Analogy between overspecification and overfitting
Shortly afterwards, Sean Carroll recounts the overspecification of the EU constitution:
I remember I was teaching at a summer school in Europe, right when the EU constitution was being debated, and one of the guest lecturers, it was a very broad summer school, one of the guest lectures was from Stephen Breyer, the US Supreme Court Justice. And he was too polite to say it out loud, but he’s like, this proposed EU constitution, hundreds of pages, and he’s like, here’s our constitution, that’s worked pretty well, it’s a couple of pages long, because it doesn’t try to pretend to anticipate every single possible thing, and you have to allow for the system to breathe a little bit.
Here, we can see obvious a connection to model overfitting. Over-specified constitution is unlikely to "age well" in a rapidly changing environment, which is equivalent for a model to receiving new data for which it was not trained.
Buterin and Weyl also recognised this analogy from a slightly different perspective in their essay "Central Planning as Overfitting".
The regularisation method based on a feedback loop can perhaps be applied to the public policy design process (e. g., environmental policy), but not to the process of writing a constitution because we cannot easily "iterate" on it. So, we should apply other regularisation techniques when we try to write a constitution.
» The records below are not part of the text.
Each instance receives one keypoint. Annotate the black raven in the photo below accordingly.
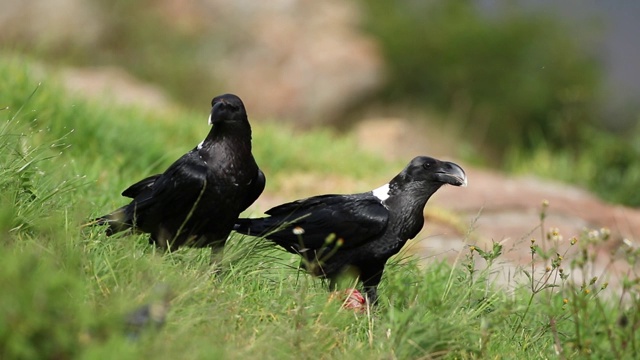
(197, 200)
(361, 231)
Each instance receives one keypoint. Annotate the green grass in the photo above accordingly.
(65, 288)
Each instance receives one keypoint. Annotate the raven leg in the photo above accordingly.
(370, 279)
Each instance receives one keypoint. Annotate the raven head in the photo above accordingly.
(227, 108)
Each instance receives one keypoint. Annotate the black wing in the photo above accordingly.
(356, 219)
(141, 186)
(257, 186)
(172, 193)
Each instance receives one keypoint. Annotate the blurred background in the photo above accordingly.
(544, 87)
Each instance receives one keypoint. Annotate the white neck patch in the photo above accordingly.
(382, 192)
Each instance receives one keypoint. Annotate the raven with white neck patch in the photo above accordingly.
(197, 200)
(361, 231)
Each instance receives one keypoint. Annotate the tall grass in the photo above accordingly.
(66, 288)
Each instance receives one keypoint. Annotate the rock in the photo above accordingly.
(506, 209)
(303, 61)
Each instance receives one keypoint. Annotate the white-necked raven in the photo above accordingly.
(197, 200)
(359, 231)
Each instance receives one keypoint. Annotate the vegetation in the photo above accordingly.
(67, 287)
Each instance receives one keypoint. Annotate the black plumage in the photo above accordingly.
(197, 200)
(361, 231)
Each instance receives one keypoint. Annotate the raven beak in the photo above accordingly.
(452, 174)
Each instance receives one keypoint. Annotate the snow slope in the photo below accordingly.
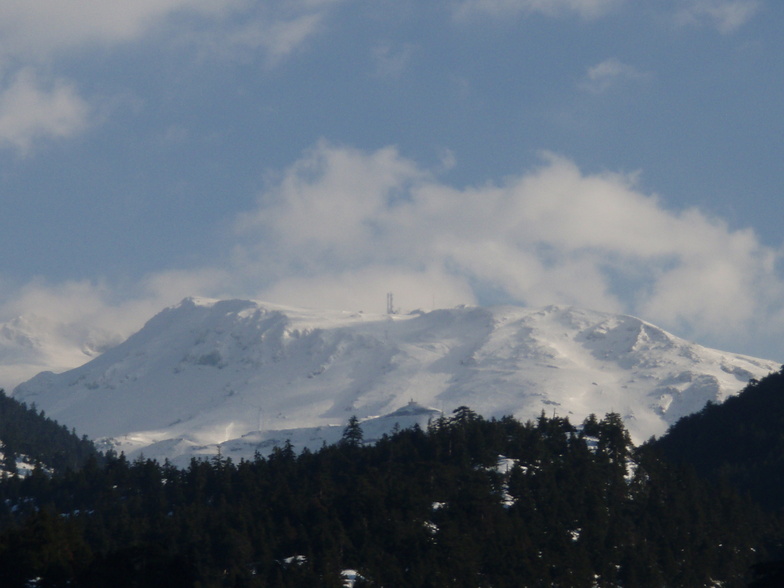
(247, 375)
(30, 344)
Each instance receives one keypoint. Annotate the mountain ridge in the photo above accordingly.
(245, 375)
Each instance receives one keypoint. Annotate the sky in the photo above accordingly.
(616, 155)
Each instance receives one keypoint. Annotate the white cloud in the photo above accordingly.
(38, 29)
(342, 224)
(610, 72)
(33, 33)
(391, 60)
(502, 8)
(725, 15)
(35, 28)
(32, 109)
(342, 227)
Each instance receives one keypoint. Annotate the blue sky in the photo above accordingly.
(613, 154)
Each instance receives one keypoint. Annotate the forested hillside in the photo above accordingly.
(741, 440)
(468, 502)
(28, 433)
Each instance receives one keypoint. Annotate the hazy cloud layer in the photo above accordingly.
(609, 73)
(345, 226)
(724, 15)
(501, 8)
(32, 108)
(34, 33)
(341, 227)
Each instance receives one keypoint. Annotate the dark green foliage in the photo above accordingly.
(740, 441)
(418, 508)
(25, 431)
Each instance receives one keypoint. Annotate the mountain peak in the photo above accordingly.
(207, 372)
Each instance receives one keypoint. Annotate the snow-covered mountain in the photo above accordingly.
(245, 375)
(30, 344)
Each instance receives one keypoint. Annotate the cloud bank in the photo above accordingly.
(725, 15)
(35, 105)
(345, 226)
(501, 8)
(341, 227)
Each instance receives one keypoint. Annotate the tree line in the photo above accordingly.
(468, 501)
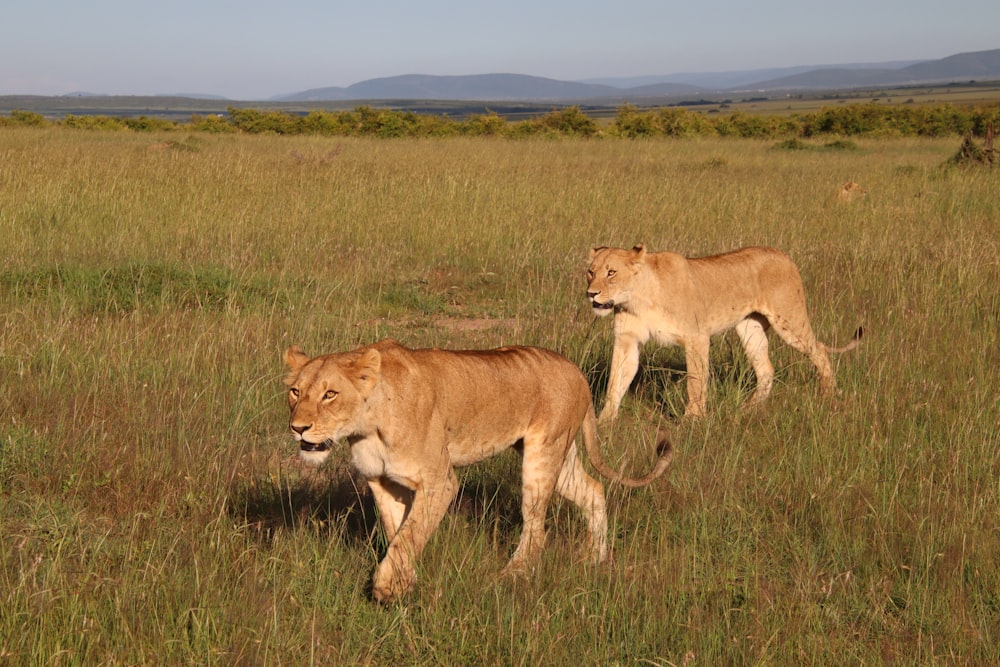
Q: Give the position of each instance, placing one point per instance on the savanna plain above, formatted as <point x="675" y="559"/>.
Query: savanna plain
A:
<point x="153" y="509"/>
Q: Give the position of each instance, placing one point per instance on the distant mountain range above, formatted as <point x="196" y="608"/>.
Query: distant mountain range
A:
<point x="979" y="65"/>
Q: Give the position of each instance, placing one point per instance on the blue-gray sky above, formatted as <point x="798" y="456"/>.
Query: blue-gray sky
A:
<point x="253" y="50"/>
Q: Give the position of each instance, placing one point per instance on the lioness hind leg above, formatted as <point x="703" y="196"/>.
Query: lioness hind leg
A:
<point x="587" y="493"/>
<point x="539" y="472"/>
<point x="753" y="335"/>
<point x="800" y="336"/>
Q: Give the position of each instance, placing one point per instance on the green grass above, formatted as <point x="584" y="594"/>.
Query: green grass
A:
<point x="153" y="510"/>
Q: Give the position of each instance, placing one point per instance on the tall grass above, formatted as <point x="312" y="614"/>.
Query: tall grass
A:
<point x="152" y="509"/>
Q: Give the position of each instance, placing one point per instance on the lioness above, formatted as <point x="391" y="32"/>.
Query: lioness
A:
<point x="411" y="416"/>
<point x="675" y="300"/>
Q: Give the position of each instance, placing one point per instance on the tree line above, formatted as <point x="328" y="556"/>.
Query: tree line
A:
<point x="870" y="120"/>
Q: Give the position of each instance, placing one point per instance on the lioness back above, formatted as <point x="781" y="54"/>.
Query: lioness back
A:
<point x="409" y="417"/>
<point x="672" y="300"/>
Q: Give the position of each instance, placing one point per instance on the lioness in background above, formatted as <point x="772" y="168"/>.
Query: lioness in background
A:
<point x="411" y="416"/>
<point x="677" y="301"/>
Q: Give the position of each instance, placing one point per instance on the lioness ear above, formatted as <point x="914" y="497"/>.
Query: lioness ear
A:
<point x="366" y="371"/>
<point x="594" y="251"/>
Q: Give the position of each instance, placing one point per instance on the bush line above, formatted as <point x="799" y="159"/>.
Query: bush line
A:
<point x="869" y="119"/>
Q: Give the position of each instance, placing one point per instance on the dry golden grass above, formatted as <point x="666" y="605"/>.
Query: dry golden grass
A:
<point x="153" y="511"/>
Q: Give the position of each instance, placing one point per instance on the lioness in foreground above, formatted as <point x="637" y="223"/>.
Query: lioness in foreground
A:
<point x="674" y="300"/>
<point x="411" y="416"/>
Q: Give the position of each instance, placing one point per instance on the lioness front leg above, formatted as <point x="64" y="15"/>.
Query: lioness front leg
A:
<point x="395" y="574"/>
<point x="624" y="365"/>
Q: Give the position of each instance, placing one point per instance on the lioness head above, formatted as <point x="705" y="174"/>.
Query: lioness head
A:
<point x="610" y="275"/>
<point x="326" y="396"/>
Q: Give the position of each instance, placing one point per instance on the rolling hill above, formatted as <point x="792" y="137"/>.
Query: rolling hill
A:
<point x="960" y="67"/>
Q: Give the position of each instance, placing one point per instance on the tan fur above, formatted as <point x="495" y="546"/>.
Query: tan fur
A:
<point x="850" y="191"/>
<point x="677" y="301"/>
<point x="411" y="416"/>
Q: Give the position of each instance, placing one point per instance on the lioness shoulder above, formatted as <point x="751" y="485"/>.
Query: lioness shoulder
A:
<point x="409" y="417"/>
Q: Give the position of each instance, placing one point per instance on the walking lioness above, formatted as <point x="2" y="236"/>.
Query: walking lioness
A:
<point x="678" y="301"/>
<point x="411" y="416"/>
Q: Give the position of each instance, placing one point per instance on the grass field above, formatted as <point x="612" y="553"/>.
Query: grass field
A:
<point x="153" y="510"/>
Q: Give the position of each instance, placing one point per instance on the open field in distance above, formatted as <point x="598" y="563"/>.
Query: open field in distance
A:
<point x="153" y="509"/>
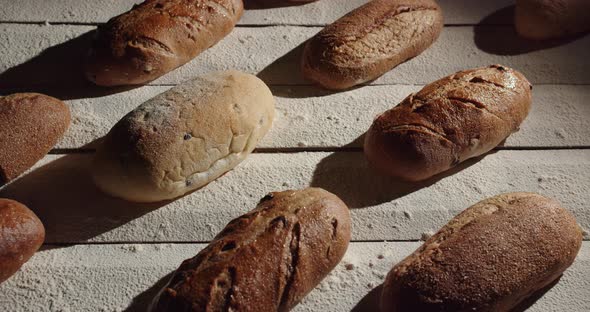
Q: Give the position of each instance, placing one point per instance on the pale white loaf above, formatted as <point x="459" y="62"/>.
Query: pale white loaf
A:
<point x="184" y="138"/>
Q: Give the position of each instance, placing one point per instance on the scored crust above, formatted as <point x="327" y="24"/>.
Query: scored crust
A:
<point x="157" y="36"/>
<point x="371" y="40"/>
<point x="265" y="260"/>
<point x="490" y="257"/>
<point x="450" y="120"/>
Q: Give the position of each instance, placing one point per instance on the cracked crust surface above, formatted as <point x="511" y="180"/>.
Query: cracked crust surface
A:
<point x="490" y="257"/>
<point x="370" y="41"/>
<point x="184" y="138"/>
<point x="21" y="235"/>
<point x="156" y="37"/>
<point x="450" y="120"/>
<point x="548" y="19"/>
<point x="265" y="260"/>
<point x="30" y="125"/>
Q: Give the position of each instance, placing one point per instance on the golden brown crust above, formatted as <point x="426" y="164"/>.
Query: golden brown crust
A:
<point x="30" y="125"/>
<point x="21" y="235"/>
<point x="450" y="120"/>
<point x="547" y="19"/>
<point x="490" y="257"/>
<point x="371" y="40"/>
<point x="156" y="37"/>
<point x="265" y="260"/>
<point x="185" y="137"/>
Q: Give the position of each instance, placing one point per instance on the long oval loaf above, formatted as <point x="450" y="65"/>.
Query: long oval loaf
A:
<point x="185" y="137"/>
<point x="156" y="37"/>
<point x="21" y="235"/>
<point x="450" y="120"/>
<point x="548" y="19"/>
<point x="30" y="125"/>
<point x="265" y="260"/>
<point x="491" y="257"/>
<point x="371" y="40"/>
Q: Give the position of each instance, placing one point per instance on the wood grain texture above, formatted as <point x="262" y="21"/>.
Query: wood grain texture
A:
<point x="76" y="278"/>
<point x="274" y="53"/>
<point x="317" y="13"/>
<point x="73" y="210"/>
<point x="307" y="117"/>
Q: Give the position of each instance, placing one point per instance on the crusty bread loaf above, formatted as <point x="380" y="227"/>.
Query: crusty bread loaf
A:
<point x="30" y="125"/>
<point x="184" y="138"/>
<point x="371" y="40"/>
<point x="21" y="235"/>
<point x="450" y="120"/>
<point x="548" y="19"/>
<point x="491" y="257"/>
<point x="156" y="37"/>
<point x="265" y="260"/>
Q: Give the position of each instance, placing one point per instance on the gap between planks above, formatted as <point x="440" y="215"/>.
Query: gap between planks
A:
<point x="292" y="150"/>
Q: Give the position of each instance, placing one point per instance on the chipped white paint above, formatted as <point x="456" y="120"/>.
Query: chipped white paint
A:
<point x="74" y="211"/>
<point x="318" y="13"/>
<point x="308" y="117"/>
<point x="273" y="54"/>
<point x="126" y="277"/>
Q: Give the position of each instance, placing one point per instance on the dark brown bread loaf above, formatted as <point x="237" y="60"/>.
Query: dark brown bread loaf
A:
<point x="490" y="257"/>
<point x="21" y="234"/>
<point x="156" y="37"/>
<point x="371" y="40"/>
<point x="450" y="120"/>
<point x="30" y="125"/>
<point x="547" y="19"/>
<point x="266" y="260"/>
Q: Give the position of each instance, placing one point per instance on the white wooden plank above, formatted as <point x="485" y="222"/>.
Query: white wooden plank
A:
<point x="127" y="277"/>
<point x="73" y="210"/>
<point x="275" y="52"/>
<point x="318" y="13"/>
<point x="307" y="117"/>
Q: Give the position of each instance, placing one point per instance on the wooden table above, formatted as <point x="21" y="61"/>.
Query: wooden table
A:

An equivalent of dropout, perhaps, would be trying to remove every single chapter from the constitution one-by-one and see if the remaining chapters still provide roughly the same guidance for the things which were specifically discussed in the "dropped out" chapter. This process should lead to sufficiently generically formulated chapters which can also provide guidance in the new areas of politics and ethics opened up by the new technological and social developments.
What other principles of reliability and ML engineering can we apply in state and policy work?
One of the principles of reliability engineering is to monitor as many runtime metrics as possible. Applications of this principle in the government are obvious. However, there is also also a contra position that one should only collect data for a purpose. Also, as Nassim Taleb warns, the number of spurious correlations grows quadratically with the growth in the number of collected metrics. So we should be very careful when using the data for correlation analysis.